De son côté, Hélène Harbec est née à Saint-Jean-sur-le-Richelieu, au Québec, en 1946. Elle déménage à Moncton en 1970. Occupant bon nombre d’emplois (enseignante, infirmière, recherchiste et réalisatrice pour Radio-Canada et à l’Office national du film), elle élève ses deux enfants seule après avoir quitté son mari. Depuis 1991, elle a fait paraître quatre oeuvres en prose et cinq recueils de poésie qui lui ont mérité de nombreux prix littéraires aux niveaux provincial et national[13]. Afin de montrer les liens qui unissent les grands thèmes présents chez Harbec et chez Andersen, nous examinerons le premier roman de Harbec, L’orgueilleuse[14], qui raconte l’histoire de Jeanne, une mère de quatre enfants habitant à Moncton qui décide de quitter son mari et ses enfants pour (re) vivre dans une pension pour femmes quand elle découvre son homosexualité. Notre corpus comprend également Le cahier des absences et de la décision[15], premier recueil de poésie d’Harbec, qui proposait, avant la parution du roman, les mêmes obsessions thématiques.

Un des éléments qui justifie le choix des oeuvres est que l’ombre de Virginia Woolf couvre explicitement ou implicitement leur proposition littéraire. En fait, il n’existe pas de rapprochements entre les oeuvres des trois écrivaines, le lien se situant plutôt dans l’utilisation fictionnelle des éléments biographiques de Woolf et de sa phrase emblématique : « une femme doit avoir de l’argent et une chambre à elle pour écrire de la fiction[16] ». À même leur propre fiction résolument féministe, Andersen et Harbec tentent en premier lieu de s’émanciper de la dépendance des hommes et de trouver la chambre bien singulière qui leur permettra d’écrire.

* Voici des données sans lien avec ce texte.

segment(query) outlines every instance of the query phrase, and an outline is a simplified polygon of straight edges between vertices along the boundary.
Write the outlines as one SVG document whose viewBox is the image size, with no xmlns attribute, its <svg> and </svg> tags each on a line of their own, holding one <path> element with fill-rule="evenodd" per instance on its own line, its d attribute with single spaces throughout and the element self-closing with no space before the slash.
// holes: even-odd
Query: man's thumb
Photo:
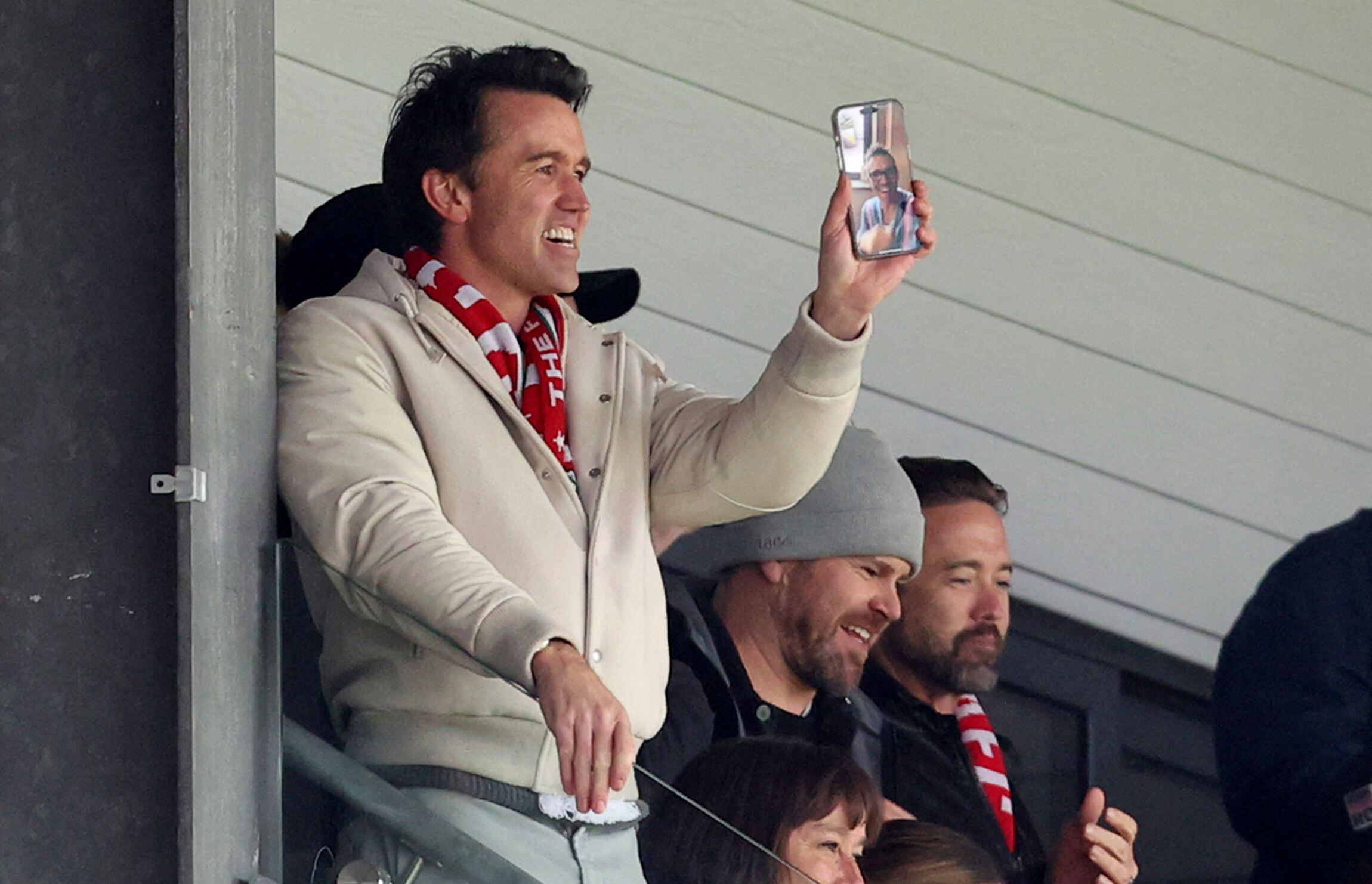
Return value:
<svg viewBox="0 0 1372 884">
<path fill-rule="evenodd" d="M 1087 798 L 1081 802 L 1081 813 L 1078 814 L 1081 825 L 1098 822 L 1103 813 L 1106 813 L 1106 793 L 1099 787 L 1091 787 L 1087 789 Z"/>
</svg>

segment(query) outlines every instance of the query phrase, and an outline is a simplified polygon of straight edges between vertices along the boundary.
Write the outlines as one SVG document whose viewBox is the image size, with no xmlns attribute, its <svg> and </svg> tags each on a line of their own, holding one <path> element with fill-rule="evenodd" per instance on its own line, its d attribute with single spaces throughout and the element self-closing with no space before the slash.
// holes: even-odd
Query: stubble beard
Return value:
<svg viewBox="0 0 1372 884">
<path fill-rule="evenodd" d="M 845 697 L 858 689 L 866 658 L 851 666 L 849 659 L 834 647 L 838 625 L 825 631 L 809 618 L 800 615 L 782 630 L 782 658 L 803 682 L 831 696 Z"/>
<path fill-rule="evenodd" d="M 963 656 L 966 642 L 980 636 L 995 636 L 996 648 L 992 653 Z M 1004 637 L 991 623 L 965 629 L 954 636 L 952 647 L 940 647 L 938 637 L 921 626 L 914 636 L 895 629 L 888 636 L 895 658 L 916 678 L 930 688 L 941 688 L 952 693 L 977 693 L 991 690 L 1000 679 L 996 664 L 1004 648 Z"/>
</svg>

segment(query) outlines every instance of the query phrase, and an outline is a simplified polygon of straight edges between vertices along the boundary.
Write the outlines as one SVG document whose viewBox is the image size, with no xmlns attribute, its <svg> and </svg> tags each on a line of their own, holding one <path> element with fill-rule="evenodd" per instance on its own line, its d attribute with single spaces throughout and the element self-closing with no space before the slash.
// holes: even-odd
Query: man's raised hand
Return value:
<svg viewBox="0 0 1372 884">
<path fill-rule="evenodd" d="M 1100 825 L 1104 815 L 1107 826 Z M 1139 824 L 1115 807 L 1106 809 L 1106 793 L 1092 787 L 1077 818 L 1062 828 L 1054 852 L 1052 884 L 1132 884 L 1139 877 L 1133 841 Z"/>
<path fill-rule="evenodd" d="M 929 187 L 923 181 L 911 181 L 910 187 L 915 195 L 915 217 L 919 218 L 915 235 L 923 248 L 910 255 L 859 261 L 848 232 L 852 183 L 848 176 L 838 176 L 838 187 L 829 199 L 829 211 L 819 231 L 819 286 L 809 307 L 809 316 L 834 338 L 852 340 L 860 335 L 877 305 L 937 244 L 938 233 L 929 226 L 933 217 Z"/>
<path fill-rule="evenodd" d="M 604 813 L 611 789 L 628 782 L 634 734 L 620 706 L 580 652 L 550 641 L 534 655 L 534 689 L 557 740 L 563 789 L 580 811 Z"/>
</svg>

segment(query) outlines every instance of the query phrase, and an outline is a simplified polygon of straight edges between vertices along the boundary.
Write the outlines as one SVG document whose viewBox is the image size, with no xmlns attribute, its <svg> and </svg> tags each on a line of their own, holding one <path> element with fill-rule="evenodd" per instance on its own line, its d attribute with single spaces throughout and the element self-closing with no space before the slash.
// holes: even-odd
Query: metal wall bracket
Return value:
<svg viewBox="0 0 1372 884">
<path fill-rule="evenodd" d="M 204 502 L 206 476 L 203 469 L 195 467 L 176 468 L 176 474 L 152 474 L 151 491 L 154 494 L 176 494 L 176 502 L 191 504 Z"/>
</svg>

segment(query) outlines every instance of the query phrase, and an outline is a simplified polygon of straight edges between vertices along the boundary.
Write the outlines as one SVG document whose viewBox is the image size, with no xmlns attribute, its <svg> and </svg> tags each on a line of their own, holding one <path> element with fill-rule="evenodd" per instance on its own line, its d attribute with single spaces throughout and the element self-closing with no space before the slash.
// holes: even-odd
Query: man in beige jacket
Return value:
<svg viewBox="0 0 1372 884">
<path fill-rule="evenodd" d="M 853 259 L 841 181 L 819 284 L 752 393 L 674 383 L 545 298 L 578 283 L 587 91 L 528 47 L 412 71 L 383 185 L 417 248 L 373 253 L 283 321 L 280 482 L 321 566 L 306 592 L 347 752 L 539 880 L 634 881 L 631 763 L 668 670 L 649 527 L 805 494 L 870 313 L 916 258 Z M 353 836 L 403 868 L 394 841 Z"/>
</svg>

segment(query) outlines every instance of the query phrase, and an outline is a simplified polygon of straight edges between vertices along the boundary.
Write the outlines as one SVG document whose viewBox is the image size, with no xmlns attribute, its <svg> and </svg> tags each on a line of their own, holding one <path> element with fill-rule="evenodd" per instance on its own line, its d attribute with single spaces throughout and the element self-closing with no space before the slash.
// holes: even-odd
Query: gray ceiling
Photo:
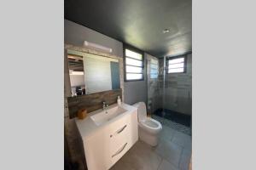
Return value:
<svg viewBox="0 0 256 170">
<path fill-rule="evenodd" d="M 65 19 L 154 56 L 192 51 L 191 0 L 65 0 L 64 6 Z"/>
</svg>

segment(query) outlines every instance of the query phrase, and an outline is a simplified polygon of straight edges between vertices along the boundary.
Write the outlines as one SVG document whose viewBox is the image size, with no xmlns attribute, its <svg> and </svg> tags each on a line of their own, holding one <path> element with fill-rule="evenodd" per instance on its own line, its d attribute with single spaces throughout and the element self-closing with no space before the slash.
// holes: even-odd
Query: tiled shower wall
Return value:
<svg viewBox="0 0 256 170">
<path fill-rule="evenodd" d="M 187 71 L 185 73 L 166 74 L 164 80 L 164 58 L 159 59 L 159 76 L 150 79 L 150 60 L 148 60 L 148 108 L 153 113 L 157 109 L 168 109 L 186 115 L 192 113 L 192 54 L 187 57 Z M 167 72 L 167 70 L 166 71 Z M 165 82 L 165 90 L 163 88 Z"/>
<path fill-rule="evenodd" d="M 185 73 L 166 74 L 164 108 L 192 114 L 192 54 L 186 54 Z"/>
<path fill-rule="evenodd" d="M 162 107 L 162 83 L 159 78 L 150 78 L 151 60 L 157 60 L 152 55 L 147 55 L 147 76 L 148 76 L 148 112 L 152 114 L 154 110 Z"/>
</svg>

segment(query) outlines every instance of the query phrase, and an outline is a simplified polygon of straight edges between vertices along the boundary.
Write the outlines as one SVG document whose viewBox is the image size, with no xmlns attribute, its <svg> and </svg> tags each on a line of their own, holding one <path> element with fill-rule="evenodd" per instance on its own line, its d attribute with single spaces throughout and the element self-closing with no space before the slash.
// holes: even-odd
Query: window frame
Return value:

Le premier roman de Marguerite Andersen met en scène Anne Grimm[17], professeure de littérature âgée de 55 ans, qui, grâce à une année sabbatique, peut enfin écrire son roman. La partie initiale du roman, courte et sans titre, sert de justification au projet littéraire. L’année, passée à Paris en compagnie de sa fille qui étudie au lycée, lui permet de prendre du recul pour la première fois de sa vie. Se croyant libérée des hommes, elle se fait rattraper par la réalité rapidement lorsqu’elle tente d’ouvrir un compte de banque en France. L’employée lui demande son prénom et son nom. Même si Anne est divorcée, l’employée insiste pour obtenir le nom de son mari : « Je rage. Amédée, toi qui ne m’envoies jamais d’argent, toi qui vis loin de moi et avec une autre, te demande-t-on mon prénom ? Ou bien te permet-on, à toi, d’oublier ? » (MF, p. 21) Tout ce qu’Anne souhaite, c’est d’avoir assez d’argent et un appartement à elle pour écrire, surtout lorsqu’elle se rend compte qu’il ne lui reste peut-être que 15 ans à vivre. Elle confirme d’ailleurs ce qui l’a empêchée d’écrire depuis son adolescence : « j’aurais toujours voulu écrire, mais je n’ai jamais pu trouver ni le temps ni le courage de le faire » (MF, p. 27). Le temps et le courage constituent un luxe et une vertu qu’Anne Grimm ne peut se permettre pour des raisons d’ordre matériel et financier. C’est en ce sens que la phrase de Woolf hante les projets d’écriture de l’héroïne qui affirme : « Divorcée, j’ai enseigné pour subvenir aux besoins de mes enfants et aux miens […]. Restait une activité dont l’interdit paternel réussit à me couper : l’écriture. Élevée dans le culte de cette activité, je n’ai jamais osé m’y essayer tant que j’avais à gagner notre vie. » (MF, p. 33) Ainsi, la parution du roman De mémoire de femme marque l’entrée en littérature d’Andersen, à l’âge de 58 ans, après qu’elle ait enfin obtenu l’indépendance financière, condition essentielle pour l’écriture. Il est enfin fascinant de constater que les mêmes obsessions d’ordre matériel se retrouvent au coeur de La mauvaise mère publié trente ans plus tard. Dans cette confession, l’écrivaine Marguerite avoue :

Toute ma vie

ou presque

j’ai couru après les sommes qu’il me fallait pour

faire vivre mes enfants sans recevoir aucune pension

alimentaire de qui que ce soit, couru après des

diplômes faisant miroiter un revenu comme il faut.

MM, p. 116

Qu’elle se nomme Anne Grimm ou Marguerite, la femme écrivaine d’Andersen doit d’abord subvenir aux besoins de base de ses enfants et d’elle-même. Elle peut seulement penser à l’écriture sans passer à l’acte. La chambre à soi viendra plus tardivement dans sa vie.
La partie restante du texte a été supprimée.